Alhaji Lawal Yusuf Othman, National President of the Nigerian Association of Road Transport Owners, (NARTO) in his presentation explained that the full deregulation of the downstream sector and full removal of petrol subsidy will not throw up a bundle of opportunities and challenges into the operating environment.
He however urged the Government and industry regulators to take proactive measures before the full implementation of the policy by addressing any foreseeable dangers that are likely to emanate after the take-off of the deregulation.
He said, “The loading of petroleum products from the depots takes longer periods, about a week on average, and it sometimes takes another one week to move the products to the retail stations.
“Loading and discharging of products at the depots and retail ends should be done expeditiously to reduce the waiting time of trucks.
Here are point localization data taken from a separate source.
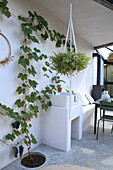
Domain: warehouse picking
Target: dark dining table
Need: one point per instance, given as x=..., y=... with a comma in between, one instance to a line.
x=97, y=104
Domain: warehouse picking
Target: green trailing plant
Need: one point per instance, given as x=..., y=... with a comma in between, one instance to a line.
x=4, y=9
x=69, y=62
x=28, y=90
x=57, y=81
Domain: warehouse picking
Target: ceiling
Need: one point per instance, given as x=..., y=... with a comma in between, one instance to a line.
x=91, y=20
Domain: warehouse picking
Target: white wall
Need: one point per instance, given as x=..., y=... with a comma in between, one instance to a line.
x=8, y=73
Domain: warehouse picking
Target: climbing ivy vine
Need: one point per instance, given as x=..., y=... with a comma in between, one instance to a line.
x=28, y=92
This will improve their turnaround time.
“Major roads across the country should be rehabilitated and new ones constructed to make the transportation of petroleum products safer and easier.
“The existing government refineries and pipelines should be overhauled and revamped refineries, to boost local refining capacity and reduce illegal bunkering and refining activities,” the President of NARTO said.
He also encouraged petroleum marketers to be prepared to guarantee prompt freight payment to transporters.
Elder Chinedu Okoronkwo, National President, Independent Petroleum Marketers Association of Nigeria (IPMAN), who was represented at the session by Mr. Mike Osatuyi, IPMAN’s National Operations Controller, revealed that the marketers are in full support of the plan by the government to embark on full deregulation of the downstream sector.
He urged Nigerians to prepare to spend up to N750 on every litre of petrol, after the full implementation of the subsidy removal, adding that the pump price is likely to drop to around N500/litre if the Central Bank of Nigeria (CBN) showed readiness to provide forex to marketers at the official rate.
Osatuyi also charged the government to channel savings of subsidy provisions to provide palliative to the masses, asking the government to be alert and sensitive to resentment from the masses.
Mr. Olumide Adeosun, Chairman Major Marketers Association of Nigeria, who moderated the session, emphasised the need for the government and industry regulator to consistently limit and mitigate against petroleum product supply gaps and price volatility related to exposure to international markets.
He said urged the major players in the sector to promote best practices in Health, Security, Safety, Environment, and Quality (HSSEQ), embrace automation and technology, managing customer expectations as part of strategies to win public support strategies to ensure a sustainable future for the petroleum downstream sector.
He disclosed that the gains from the removal of fuel subsidies can only be achieved through effective change management, identifying potential pitfalls, and mitigation strategies.
He said, “As we journey towards full deregulation, there is a need for the government to open access and optimize the country’s logistics infrastructure, including pipelines, pumping stations, and storage depots.
“As part of the preparation for a fully deregulated market, the Nigerian Midstream and Downstream Petroleum Authority(NMDPRA) needs to continuously determine local refining capacity, project and request crude oil requirements from the Nigerian Upstream Petroleum Regulatory Commission.
“To address the unmet national demand, the Authority must establish transparent, inclusive, and competitive guidelines for importation. These guidelines, which should provide the pathway for obtaining foreign exchange, need to be made public, and implemented in good time before the
commencement of price deregulation,” Adeosun said.
The MOMAN Chairman however revealed that participants at the workshop emphasised the need for continuous industry engagement, collaboration, and public sensitization to aid public buy-in on new policies by the government.